When The Soldiers’ Monument at Gettysburg was unveiled in 1863, it was the biggest and most famous monument in the country.
But there was another, much smaller monument at the other end of Pennsylvania Avenue, the Army Post Office.
The Soldiers Monument was a monument to the men who had given their lives to save the Union.
It was the cornerstone of a memorial that would be the symbol of the war.
It is the only monument in American history to honor the sacrifice of more than a hundred thousand Americans.
The monument was a reminder that it is our duty to continue fighting for freedom in the midst of our own country’s political and economic challenges.
In the months before the battle of Gettysburg, a small group of men and women from around the country gathered in a wooded area and debated the merits of war.
They took up a plan to build a monument, with a simple message: The American people deserve a monument.
The idea had been around since the 1800s, and the men and woman behind it were motivated by the belief that a monument should reflect our nation’s history and culture.
The men and they had their work cut out for them.
The plan was to erect a massive bronze plaque in the form of a cross with the words: “To all those who have served with us, and who have fought for our freedom, who have died for our rights.”
The monument would be surrounded by a fence topped with a large granite cross.
A small portion of the monument would have a portrait of the Union commander, General Robert E. Lee, as well as an inscription, “I give my life for your freedom.”
The idea was to include some of the veterans of the American Revolution, as the Union fought for their freedom.
But the idea of memorializing the men of the War of 1812, and their sacrifice, was a controversial one among the Union forces.
For many of the soldiers of the Continental Army, the war had not ended for them and they wanted a monument that would reflect their history and commemorate their fallen comrades.
And they didn’t just want a memorial.
The memorial, the men believed, would have to be a celebration of the sacrifices of those who fought.
And it would have two purposes: one, to commemorate those who had fought and died for their country, and two, to honor and glorify those who were still serving today.
For a while, the plan seemed to be succeeding.
The Union’s Union Army, which had been battling against the Confederate Army of Northern Virginia, was losing badly.
The soldiers of both sides were losing in the war and both sides had suffered many defeats.
But as the war continued, the soldiers began to see the Union’s loss as inevitable.
They wanted a memorial to honor those who died in the service of the country, as much as they wanted to honor their fallen comrade.
The decision to create a monument was complicated.
It had to be memorialized in a way that was inclusive to all the veterans, and it had to reflect the unique perspective of the Confederate soldiers and the Union soldiers.
For the men, it meant the monument could be a monument of remembrance of all those soldiers who had died in battle, rather than one focused on a single Confederate soldier.
It meant the Confederate monument had to depict the soldiers who fought to defend their freedom, rather it was one focused solely on the Confederates, who had defeated them.
But for the Union, it would be a reminder of those soldiers.
It would reflect the great sacrifice that their men made for the freedom of their nation, and a tribute to those men, not just a monument honoring a single individual.
And so, the effort to create the monument began.
The initial idea for the monument was to build it around the cross, which the men had created and used in their own war memorials.
The Cross and the Monument The first Confederate monument was the Union Memorial at the site of the Battle of Liberty Place, where Confederate Gen.

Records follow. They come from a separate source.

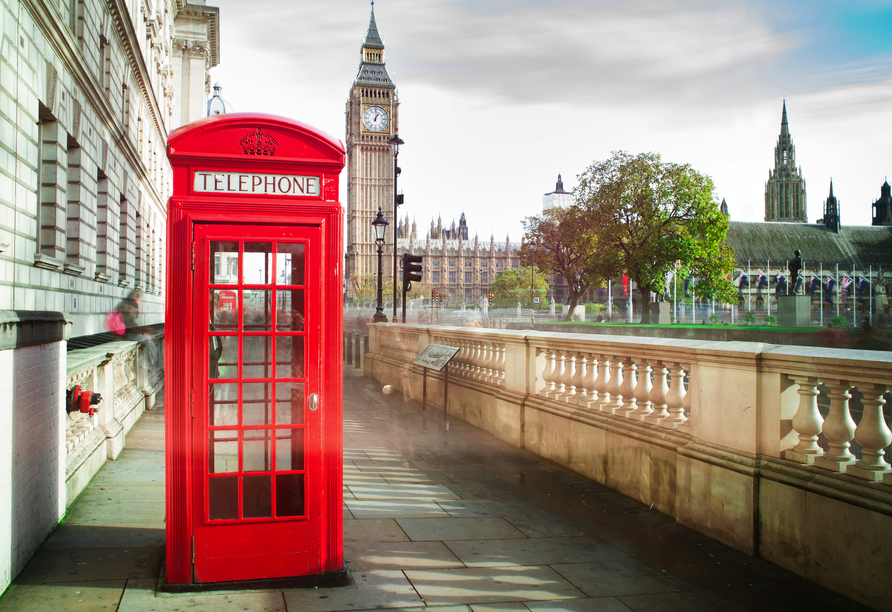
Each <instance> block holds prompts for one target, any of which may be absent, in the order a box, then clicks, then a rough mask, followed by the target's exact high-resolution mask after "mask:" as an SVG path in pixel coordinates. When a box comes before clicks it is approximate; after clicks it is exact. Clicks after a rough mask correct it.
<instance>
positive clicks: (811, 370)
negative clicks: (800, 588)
mask: <svg viewBox="0 0 892 612" xmlns="http://www.w3.org/2000/svg"><path fill="white" fill-rule="evenodd" d="M369 330H370V333H369V335H370V338H369V340H370V345H369V353H368V354H367V355H366V360H365V373H366V376H369V377H371V378H374V379H376V380H379V381H381V382H382V383H385V384H395V385H397V386H399V387H401V388H403V390H404V391H407V392H408V395H410V396H413V397H420V396H421V374H422V372H421V369H420V368H418V367H417V366H414V365H411V362H412V360H413V359H414V357H415V356H416V355H417V354H418V353H419V352H420V351H421V350H423V349H424V347H426V346H427V345H428V344H430V343H435V344H445V345H450V346H456V347H458V348H459V349H460V350H459V351H458V353H457V354H456V356H455V358H454V359H453V361H452V362H451V364H450V369H449V393H448V398H449V405H448V407H447V410H448V411H449V413H450V414H451V415H453V416H456V417H458V418H461V419H463V420H465V421H467V422H469V423H471V424H473V425H476V426H478V427H481V428H483V429H486V430H487V431H490V432H491V433H492V434H493V435H495V436H497V437H499V438H501V439H503V440H506V441H508V442H510V443H512V444H515V445H517V446H521V447H524V448H526V449H528V450H530V451H532V452H535V453H537V454H539V455H541V456H543V457H547V458H549V459H551V460H553V461H555V462H557V463H560V464H562V465H565V466H567V467H570V468H572V469H574V470H576V471H577V472H579V473H580V474H583V475H585V476H587V477H590V478H592V479H593V480H596V481H598V482H601V483H603V484H606V485H607V486H609V487H611V488H613V489H615V490H618V491H620V492H621V493H623V494H625V495H628V496H630V497H632V498H635V499H637V500H640V501H641V502H643V503H645V504H647V505H648V506H650V507H651V508H653V509H655V510H659V511H661V512H664V513H666V514H669V515H670V516H674V517H675V518H676V519H677V520H678V522H679V523H681V524H683V525H686V526H688V527H691V528H693V529H696V530H698V531H700V532H702V533H705V534H707V535H709V536H711V537H714V538H716V539H718V540H721V541H723V542H725V543H727V544H729V545H731V546H733V547H735V548H737V549H739V550H741V551H743V552H745V553H747V554H751V555H760V556H761V557H763V558H765V559H768V560H770V561H772V562H774V563H777V564H778V565H781V566H783V567H785V568H787V569H790V570H791V571H794V572H796V573H798V574H800V575H802V576H805V577H807V578H809V579H810V580H813V581H816V582H818V583H821V584H824V585H825V586H828V588H831V589H833V590H836V591H838V592H841V593H843V594H845V595H847V596H848V597H851V598H853V599H855V600H857V601H860V602H862V603H864V604H866V605H868V606H870V607H873V608H875V609H881V608H885V607H887V606H888V602H889V601H892V587H890V586H889V585H888V584H887V581H883V580H880V579H877V578H875V577H874V576H875V568H876V567H892V470H890V466H889V463H888V458H887V457H888V453H889V447H890V443H892V432H890V429H889V417H888V415H884V412H883V407H884V404H885V400H884V396H885V395H886V394H887V393H888V392H889V390H890V389H892V355H890V354H889V353H885V352H873V351H855V350H844V349H825V348H813V347H799V346H776V345H768V344H761V343H745V342H724V343H723V342H705V341H692V340H674V339H661V338H637V337H626V336H601V335H598V336H592V335H581V334H551V333H546V332H533V331H516V330H496V329H479V328H477V329H474V328H455V327H438V326H431V327H424V326H412V325H395V324H387V323H381V324H376V325H370V326H369ZM444 382H445V381H444V376H443V373H435V372H428V373H427V396H428V402H429V403H433V404H434V405H436V404H437V402H438V401H440V402H442V398H443V396H444V394H443V388H442V387H443V383H444ZM406 385H408V386H409V387H410V388H409V389H405V388H404V387H405V386H406ZM856 398H860V399H859V403H858V404H857V409H856V410H853V406H852V404H853V403H854V402H855V399H856ZM822 414H824V415H825V417H824V418H822ZM855 449H857V450H855Z"/></svg>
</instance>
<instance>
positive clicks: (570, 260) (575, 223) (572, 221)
mask: <svg viewBox="0 0 892 612" xmlns="http://www.w3.org/2000/svg"><path fill="white" fill-rule="evenodd" d="M523 225H524V244H523V247H521V252H520V256H521V261H523V263H525V264H534V263H535V264H538V265H539V266H541V267H543V268H545V269H548V270H551V271H552V272H554V273H555V274H560V275H563V277H564V280H565V281H566V283H567V286H568V288H569V291H570V296H569V302H568V303H569V305H570V309H569V311H568V312H567V316H566V319H567V320H569V319H570V318H571V316H572V313H573V312H574V310H575V308H576V306H577V305H578V304H579V300H580V298H581V297H582V296H583V295H585V292H586V291H588V290H589V289H590V288H591V287H593V286H600V285H601V283H603V282H604V280H605V279H607V278H610V276H611V275H613V274H616V273H617V271H618V268H617V262H616V260H615V257H613V256H612V254H611V253H610V252H605V251H603V250H602V249H600V248H599V239H598V235H597V233H596V232H595V231H593V227H592V226H591V225H589V224H588V223H586V222H585V215H584V211H583V209H581V208H580V207H578V206H571V207H568V208H552V209H550V210H546V211H545V212H543V213H542V214H541V215H534V216H532V217H527V218H526V219H525V220H524V222H523Z"/></svg>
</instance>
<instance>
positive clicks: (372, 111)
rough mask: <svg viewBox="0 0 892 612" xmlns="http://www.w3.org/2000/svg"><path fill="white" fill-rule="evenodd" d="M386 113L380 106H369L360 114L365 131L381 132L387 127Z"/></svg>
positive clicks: (385, 110) (386, 118)
mask: <svg viewBox="0 0 892 612" xmlns="http://www.w3.org/2000/svg"><path fill="white" fill-rule="evenodd" d="M388 121H389V118H388V117H387V111H386V110H384V109H383V108H381V107H380V106H370V107H368V108H367V109H365V112H364V113H363V114H362V123H363V125H365V127H366V129H367V130H370V131H372V132H381V131H383V130H384V128H386V127H387V122H388Z"/></svg>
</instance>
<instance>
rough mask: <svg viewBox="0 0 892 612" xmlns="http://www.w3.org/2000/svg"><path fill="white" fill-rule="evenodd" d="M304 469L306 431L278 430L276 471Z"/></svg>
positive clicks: (302, 430) (276, 451)
mask: <svg viewBox="0 0 892 612" xmlns="http://www.w3.org/2000/svg"><path fill="white" fill-rule="evenodd" d="M302 469H304V430H303V429H277V430H276V471H277V472H287V471H290V470H302Z"/></svg>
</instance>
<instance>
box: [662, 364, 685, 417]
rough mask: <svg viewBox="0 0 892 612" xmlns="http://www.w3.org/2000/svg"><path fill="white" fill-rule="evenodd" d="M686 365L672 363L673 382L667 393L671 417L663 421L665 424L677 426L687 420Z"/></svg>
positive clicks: (670, 414)
mask: <svg viewBox="0 0 892 612" xmlns="http://www.w3.org/2000/svg"><path fill="white" fill-rule="evenodd" d="M684 372H685V370H684V366H682V365H681V364H679V363H675V364H672V368H671V375H672V384H671V385H670V387H669V393H667V394H666V405H668V406H669V418H667V419H666V420H665V421H663V423H662V424H663V425H666V426H667V427H671V428H673V429H675V428H677V427H678V426H679V425H681V424H682V423H684V422H685V421H686V420H687V417H686V416H685V415H684V399H685V395H686V394H685V390H684Z"/></svg>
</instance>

Robert E and Mary Lee, the wives of the late General John McLean, stood.
The two-ton cross, inscribed with their names and initials, stood atop a large stone slab.
On the far side of the cross was a bronze figure of a soldier, holding a rifle and a rifle-pistol, with the inscription: “Soldier, you may never again make me afraid, but you shall never again be silent in my defense.”
The inscription was followed by a small section of text that said: I give my all for your safety and liberty.
The statue itself, however, was not a statue.
It consisted of an iron cross that stood at the base of the memorial.
It bore the inscription “SOUTHERN STATES OF AMERICA” and an inscription on the top, “TO ALL THE PEOPLE WHO HAVE SERVED WITH US.”
The stone slab was placed at the head of the Monument, where a cross had once stood.
But it was now missing the inscription.